When tasked with finding the area under a curve, you're essentially looking at the amount of space between a graph of a function and the x-axis over a given interval. For the function in question, the area lies between the curve of the function \(y = 2^{1-x}\) and the x-axis, from \(x = -1\) to \(x = 1\). To calculate this, you integrate the function over the specified interval. This gives you the total accumulation of the function's values between these bounds. In simple terms, integration sums up tiny slices of the area to provide the total area under the curve.

Integration is a powerful mathematical tool that lets us find areas, among other things. For the specific function \(y = 2^{1-x}\), direct integration requires a clever technique. We use substitution to simplify it. Begin by letting \(u = 1-x\). Consequently, \(du = -dx\). By substituting \(u\) into the integral, we transform our problem:

• The integral of \(2^{1-x}\) becomes \(-\int 2^{u} \, du\).

This step, known as substitution, makes the integration process straightforward. The advantage here is it turns potentially complex integrals into easier ones, enabling the calculation of the antiderivative using more basic formulas.

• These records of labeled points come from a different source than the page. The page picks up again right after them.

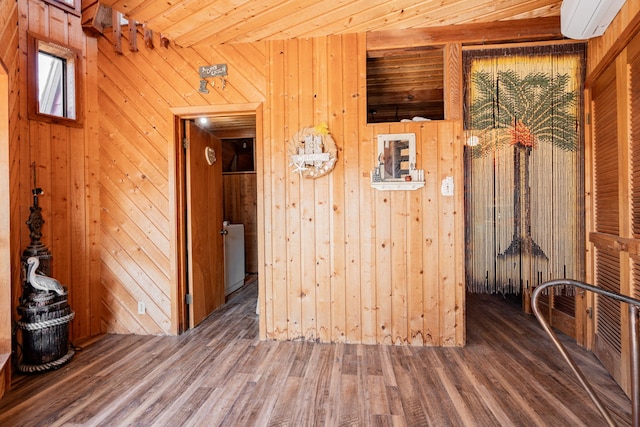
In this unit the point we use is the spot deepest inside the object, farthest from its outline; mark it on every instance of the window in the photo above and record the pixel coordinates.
(53, 82)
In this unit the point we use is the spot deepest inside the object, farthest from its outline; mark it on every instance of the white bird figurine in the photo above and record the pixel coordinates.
(38, 281)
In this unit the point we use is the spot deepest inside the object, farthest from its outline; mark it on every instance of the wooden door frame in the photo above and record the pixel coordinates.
(177, 202)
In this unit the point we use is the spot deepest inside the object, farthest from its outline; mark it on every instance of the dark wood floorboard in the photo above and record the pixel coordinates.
(221, 374)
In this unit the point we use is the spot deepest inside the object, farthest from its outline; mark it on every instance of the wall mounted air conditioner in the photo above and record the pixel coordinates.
(583, 19)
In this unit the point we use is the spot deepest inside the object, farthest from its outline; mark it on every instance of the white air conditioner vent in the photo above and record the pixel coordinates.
(584, 19)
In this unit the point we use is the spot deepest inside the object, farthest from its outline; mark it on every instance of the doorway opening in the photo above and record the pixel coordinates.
(216, 194)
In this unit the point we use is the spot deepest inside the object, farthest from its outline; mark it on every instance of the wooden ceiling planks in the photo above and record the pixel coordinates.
(214, 22)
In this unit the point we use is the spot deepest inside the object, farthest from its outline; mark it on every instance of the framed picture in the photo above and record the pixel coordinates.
(397, 152)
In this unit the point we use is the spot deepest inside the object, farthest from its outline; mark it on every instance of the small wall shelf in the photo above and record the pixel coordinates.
(397, 185)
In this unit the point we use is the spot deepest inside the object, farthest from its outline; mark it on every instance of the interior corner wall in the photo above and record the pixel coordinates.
(65, 159)
(344, 262)
(341, 261)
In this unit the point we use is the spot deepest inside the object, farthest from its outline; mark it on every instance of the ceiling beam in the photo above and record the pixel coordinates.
(518, 30)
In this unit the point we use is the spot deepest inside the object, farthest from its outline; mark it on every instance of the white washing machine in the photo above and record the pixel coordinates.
(233, 257)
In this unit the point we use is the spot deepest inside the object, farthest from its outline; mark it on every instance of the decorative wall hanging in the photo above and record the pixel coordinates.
(524, 167)
(313, 151)
(210, 155)
(209, 71)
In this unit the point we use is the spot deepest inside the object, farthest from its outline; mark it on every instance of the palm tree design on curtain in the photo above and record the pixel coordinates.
(521, 113)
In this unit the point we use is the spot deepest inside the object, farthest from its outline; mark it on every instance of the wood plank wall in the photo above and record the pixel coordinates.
(66, 162)
(340, 261)
(136, 91)
(9, 163)
(352, 263)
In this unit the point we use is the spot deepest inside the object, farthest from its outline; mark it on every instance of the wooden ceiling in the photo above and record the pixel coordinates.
(191, 22)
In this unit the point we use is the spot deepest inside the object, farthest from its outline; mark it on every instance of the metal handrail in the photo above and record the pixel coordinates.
(634, 309)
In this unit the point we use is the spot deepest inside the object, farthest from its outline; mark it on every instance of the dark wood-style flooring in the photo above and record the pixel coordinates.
(219, 373)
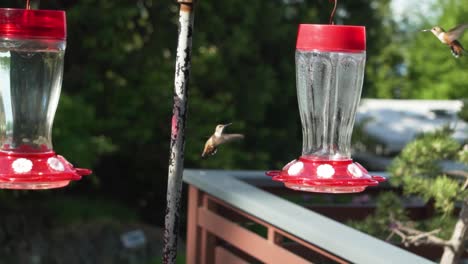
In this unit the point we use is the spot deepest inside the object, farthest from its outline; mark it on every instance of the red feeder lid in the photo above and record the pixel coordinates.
(331, 38)
(34, 24)
(40, 170)
(325, 176)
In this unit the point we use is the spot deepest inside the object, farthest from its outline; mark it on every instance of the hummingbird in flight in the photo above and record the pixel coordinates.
(450, 38)
(218, 138)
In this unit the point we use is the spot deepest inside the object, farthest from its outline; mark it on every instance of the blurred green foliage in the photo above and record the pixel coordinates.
(115, 108)
(418, 171)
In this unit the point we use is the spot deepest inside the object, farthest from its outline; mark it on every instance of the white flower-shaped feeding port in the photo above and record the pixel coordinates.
(296, 168)
(55, 164)
(22, 165)
(325, 171)
(355, 170)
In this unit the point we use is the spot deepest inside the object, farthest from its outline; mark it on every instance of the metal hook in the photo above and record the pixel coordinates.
(333, 12)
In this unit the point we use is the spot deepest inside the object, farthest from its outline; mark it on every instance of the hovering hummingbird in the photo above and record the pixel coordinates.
(218, 138)
(450, 37)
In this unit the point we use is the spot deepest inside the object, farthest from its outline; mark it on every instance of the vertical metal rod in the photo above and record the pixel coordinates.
(176, 158)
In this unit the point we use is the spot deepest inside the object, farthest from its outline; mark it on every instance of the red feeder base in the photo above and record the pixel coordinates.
(44, 170)
(325, 176)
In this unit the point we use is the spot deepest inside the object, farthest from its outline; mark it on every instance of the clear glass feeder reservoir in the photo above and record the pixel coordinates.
(330, 62)
(32, 47)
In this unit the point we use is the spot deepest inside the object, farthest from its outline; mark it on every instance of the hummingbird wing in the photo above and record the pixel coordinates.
(456, 48)
(209, 149)
(228, 138)
(456, 32)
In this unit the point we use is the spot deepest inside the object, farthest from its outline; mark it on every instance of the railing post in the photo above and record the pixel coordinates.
(176, 158)
(208, 240)
(193, 230)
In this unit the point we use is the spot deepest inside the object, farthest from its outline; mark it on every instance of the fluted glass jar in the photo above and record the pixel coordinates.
(32, 48)
(330, 64)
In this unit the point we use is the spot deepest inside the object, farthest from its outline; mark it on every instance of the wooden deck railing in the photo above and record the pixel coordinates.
(230, 220)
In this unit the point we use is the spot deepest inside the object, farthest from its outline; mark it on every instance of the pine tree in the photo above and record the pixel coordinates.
(418, 171)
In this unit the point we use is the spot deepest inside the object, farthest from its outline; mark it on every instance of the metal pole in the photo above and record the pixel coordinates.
(176, 158)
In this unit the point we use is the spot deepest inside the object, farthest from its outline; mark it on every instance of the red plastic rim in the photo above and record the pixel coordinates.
(328, 176)
(331, 38)
(37, 170)
(34, 24)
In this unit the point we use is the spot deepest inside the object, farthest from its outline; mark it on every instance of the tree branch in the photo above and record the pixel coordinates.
(460, 173)
(410, 236)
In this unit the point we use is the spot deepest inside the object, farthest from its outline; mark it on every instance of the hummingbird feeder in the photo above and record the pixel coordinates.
(330, 62)
(32, 47)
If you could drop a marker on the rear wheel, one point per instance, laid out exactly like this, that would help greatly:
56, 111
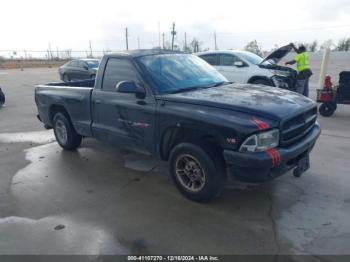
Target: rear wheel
64, 131
327, 109
198, 173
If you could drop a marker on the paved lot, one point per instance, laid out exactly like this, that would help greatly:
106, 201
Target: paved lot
104, 200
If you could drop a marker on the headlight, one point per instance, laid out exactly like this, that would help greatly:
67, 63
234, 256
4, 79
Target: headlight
261, 142
279, 82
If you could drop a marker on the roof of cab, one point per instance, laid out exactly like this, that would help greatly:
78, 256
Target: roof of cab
143, 52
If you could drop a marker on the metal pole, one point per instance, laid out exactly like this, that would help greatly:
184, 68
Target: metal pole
216, 47
126, 38
173, 33
159, 35
324, 66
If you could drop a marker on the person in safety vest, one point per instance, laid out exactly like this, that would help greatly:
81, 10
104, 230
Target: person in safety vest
302, 59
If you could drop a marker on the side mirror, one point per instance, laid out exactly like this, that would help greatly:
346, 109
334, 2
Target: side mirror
238, 64
130, 87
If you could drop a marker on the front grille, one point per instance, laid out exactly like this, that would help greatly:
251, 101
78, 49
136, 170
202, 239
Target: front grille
297, 127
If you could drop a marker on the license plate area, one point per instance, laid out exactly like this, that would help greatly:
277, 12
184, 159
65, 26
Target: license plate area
303, 165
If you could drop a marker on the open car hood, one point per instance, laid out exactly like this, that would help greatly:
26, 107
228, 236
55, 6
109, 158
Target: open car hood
278, 54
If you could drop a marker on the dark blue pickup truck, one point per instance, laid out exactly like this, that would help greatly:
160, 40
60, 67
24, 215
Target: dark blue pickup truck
179, 108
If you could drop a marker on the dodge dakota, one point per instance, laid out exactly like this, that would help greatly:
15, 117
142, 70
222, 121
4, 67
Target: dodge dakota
179, 108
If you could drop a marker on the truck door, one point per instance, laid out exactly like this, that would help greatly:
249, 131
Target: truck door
121, 118
83, 72
231, 71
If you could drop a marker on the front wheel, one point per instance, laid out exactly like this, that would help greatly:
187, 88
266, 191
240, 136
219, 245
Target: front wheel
327, 109
197, 173
64, 131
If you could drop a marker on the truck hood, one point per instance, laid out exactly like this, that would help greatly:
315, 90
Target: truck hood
278, 54
269, 102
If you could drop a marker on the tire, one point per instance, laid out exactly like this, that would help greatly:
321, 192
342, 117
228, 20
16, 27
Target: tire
197, 171
64, 131
262, 82
327, 109
65, 78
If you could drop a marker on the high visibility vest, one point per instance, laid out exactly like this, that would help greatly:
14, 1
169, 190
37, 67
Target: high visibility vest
303, 61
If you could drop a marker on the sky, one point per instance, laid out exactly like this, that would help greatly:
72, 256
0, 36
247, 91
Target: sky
71, 24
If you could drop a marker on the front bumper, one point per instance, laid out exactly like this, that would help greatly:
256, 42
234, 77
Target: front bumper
264, 166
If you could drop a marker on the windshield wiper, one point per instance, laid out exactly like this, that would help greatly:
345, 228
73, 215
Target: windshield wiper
193, 88
221, 83
187, 89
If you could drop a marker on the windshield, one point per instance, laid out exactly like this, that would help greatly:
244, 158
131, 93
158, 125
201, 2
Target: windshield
252, 58
174, 73
93, 63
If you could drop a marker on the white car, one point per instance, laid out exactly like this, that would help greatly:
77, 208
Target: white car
246, 67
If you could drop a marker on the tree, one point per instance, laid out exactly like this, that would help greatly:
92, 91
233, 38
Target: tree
253, 47
326, 44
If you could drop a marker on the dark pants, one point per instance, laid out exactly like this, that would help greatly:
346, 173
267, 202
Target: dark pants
302, 86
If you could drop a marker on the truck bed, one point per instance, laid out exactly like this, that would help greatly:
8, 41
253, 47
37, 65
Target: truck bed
74, 97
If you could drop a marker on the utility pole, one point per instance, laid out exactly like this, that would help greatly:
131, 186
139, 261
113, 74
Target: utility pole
126, 38
173, 33
50, 51
159, 35
216, 47
90, 48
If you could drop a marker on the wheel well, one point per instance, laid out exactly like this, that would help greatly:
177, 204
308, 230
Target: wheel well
55, 109
175, 136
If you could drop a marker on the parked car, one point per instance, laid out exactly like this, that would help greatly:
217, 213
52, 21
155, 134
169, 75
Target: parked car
180, 109
79, 69
246, 67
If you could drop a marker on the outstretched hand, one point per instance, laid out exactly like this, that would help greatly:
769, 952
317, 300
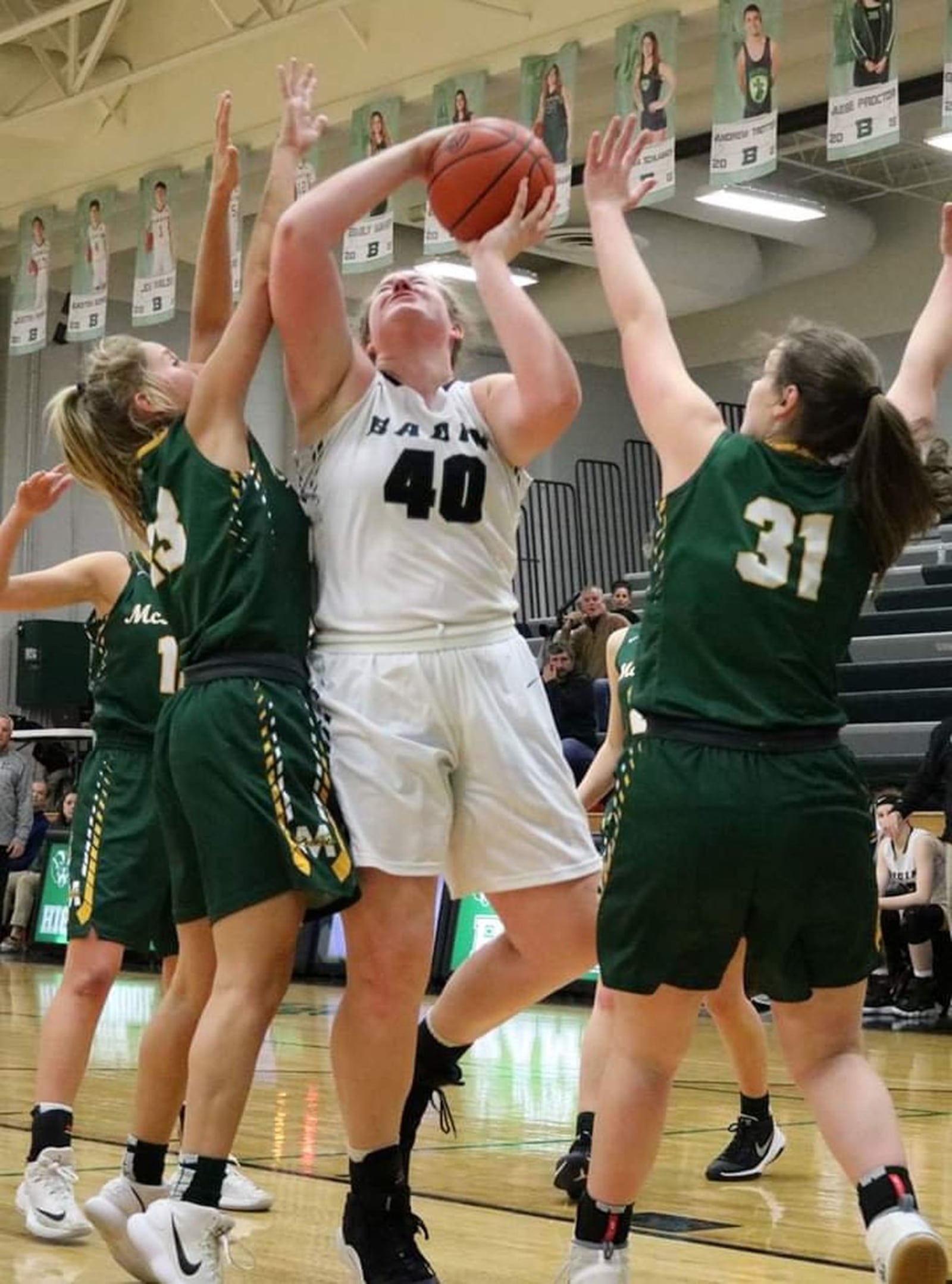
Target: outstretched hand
225, 168
609, 162
521, 229
42, 491
300, 127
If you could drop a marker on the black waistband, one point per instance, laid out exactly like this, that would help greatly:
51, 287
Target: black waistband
759, 740
247, 664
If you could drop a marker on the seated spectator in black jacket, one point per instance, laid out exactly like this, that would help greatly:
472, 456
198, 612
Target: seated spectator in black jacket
572, 700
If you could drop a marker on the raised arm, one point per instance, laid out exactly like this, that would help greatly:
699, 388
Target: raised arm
679, 419
531, 408
95, 578
327, 371
216, 414
211, 296
929, 350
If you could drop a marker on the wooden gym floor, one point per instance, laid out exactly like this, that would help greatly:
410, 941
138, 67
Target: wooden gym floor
486, 1197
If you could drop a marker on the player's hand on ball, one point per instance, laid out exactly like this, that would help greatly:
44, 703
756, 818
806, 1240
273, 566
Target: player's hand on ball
42, 491
225, 168
609, 162
521, 230
300, 127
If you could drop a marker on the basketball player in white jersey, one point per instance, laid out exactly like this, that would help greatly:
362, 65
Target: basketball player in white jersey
40, 264
98, 247
159, 233
444, 750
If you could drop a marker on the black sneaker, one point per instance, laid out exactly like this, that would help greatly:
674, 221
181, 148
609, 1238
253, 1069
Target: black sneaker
879, 995
756, 1144
572, 1169
378, 1241
917, 1001
428, 1089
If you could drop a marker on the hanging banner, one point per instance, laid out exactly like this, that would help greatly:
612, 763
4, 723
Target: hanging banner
154, 290
546, 98
864, 80
306, 174
647, 84
744, 136
89, 287
33, 284
455, 102
369, 243
947, 72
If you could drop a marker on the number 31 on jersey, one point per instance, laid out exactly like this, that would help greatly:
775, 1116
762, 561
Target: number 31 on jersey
769, 565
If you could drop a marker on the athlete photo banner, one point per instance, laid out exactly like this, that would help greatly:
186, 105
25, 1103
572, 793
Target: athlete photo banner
154, 290
31, 284
369, 243
647, 85
89, 284
744, 135
864, 79
546, 101
455, 101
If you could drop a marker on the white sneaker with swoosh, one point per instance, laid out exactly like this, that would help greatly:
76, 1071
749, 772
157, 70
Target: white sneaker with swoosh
183, 1244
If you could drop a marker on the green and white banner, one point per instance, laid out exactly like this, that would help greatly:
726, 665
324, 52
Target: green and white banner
31, 284
647, 84
744, 137
154, 289
455, 101
864, 79
89, 286
369, 243
546, 103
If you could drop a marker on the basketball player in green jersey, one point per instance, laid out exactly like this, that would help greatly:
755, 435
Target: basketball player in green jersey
240, 775
757, 1142
763, 554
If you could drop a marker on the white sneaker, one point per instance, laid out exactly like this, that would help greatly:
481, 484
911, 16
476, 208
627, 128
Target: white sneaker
45, 1197
240, 1195
906, 1249
109, 1213
181, 1244
590, 1264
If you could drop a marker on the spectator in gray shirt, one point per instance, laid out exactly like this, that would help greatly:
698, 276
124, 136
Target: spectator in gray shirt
15, 801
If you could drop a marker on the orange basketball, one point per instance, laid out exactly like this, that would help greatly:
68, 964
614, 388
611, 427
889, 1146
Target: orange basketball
476, 173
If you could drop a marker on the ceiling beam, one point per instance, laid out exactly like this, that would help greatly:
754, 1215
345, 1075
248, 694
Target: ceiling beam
43, 22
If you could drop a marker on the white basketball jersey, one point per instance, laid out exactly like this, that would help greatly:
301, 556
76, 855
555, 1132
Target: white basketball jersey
902, 867
414, 518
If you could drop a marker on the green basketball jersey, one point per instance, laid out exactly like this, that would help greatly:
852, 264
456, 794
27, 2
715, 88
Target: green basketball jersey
759, 573
134, 660
229, 551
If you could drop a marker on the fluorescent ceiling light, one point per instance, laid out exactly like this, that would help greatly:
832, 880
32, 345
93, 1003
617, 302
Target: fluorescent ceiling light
766, 205
450, 270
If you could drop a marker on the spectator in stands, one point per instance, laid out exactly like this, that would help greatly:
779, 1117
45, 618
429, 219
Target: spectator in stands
589, 630
572, 700
25, 877
621, 602
914, 913
15, 801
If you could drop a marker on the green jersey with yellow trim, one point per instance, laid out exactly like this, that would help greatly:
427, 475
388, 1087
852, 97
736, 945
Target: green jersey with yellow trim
134, 660
229, 551
759, 573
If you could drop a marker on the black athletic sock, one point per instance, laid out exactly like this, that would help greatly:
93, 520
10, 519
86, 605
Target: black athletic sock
378, 1175
756, 1107
51, 1129
884, 1189
432, 1054
144, 1163
199, 1180
585, 1124
599, 1224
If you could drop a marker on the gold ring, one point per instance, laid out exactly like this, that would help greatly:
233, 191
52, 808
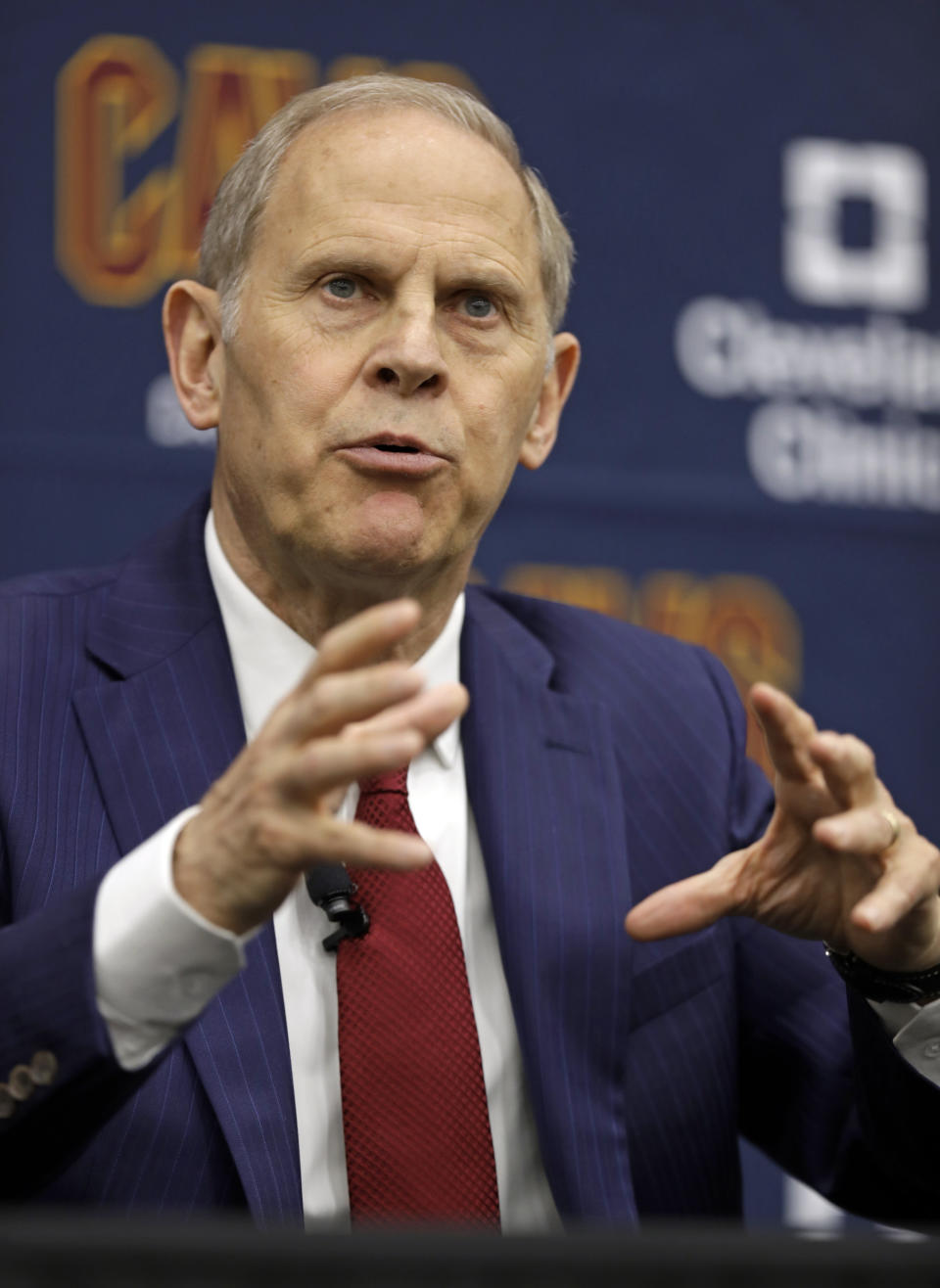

One essential part of using substitution in integrals is adjusting the limits of integration. Initially, the function \(2^{1-x}\) was integrated from \(x = -1\) to \(x = 1\). Once we substitute \(u = 1-x\), these limits transform as well:

• When \(x = -1\), \(u = 2\).
• When \(x = 1\), \(u = 0\).

Now, the integral \(-\int_{2}^{0} 2^{u} \, du\) captures the same area under the curve. This change simplifies our calculations and allows us to proceed smoothly with finding the antiderivative and solving the integral, ensuring we accurately evaluate the area between the defined limits.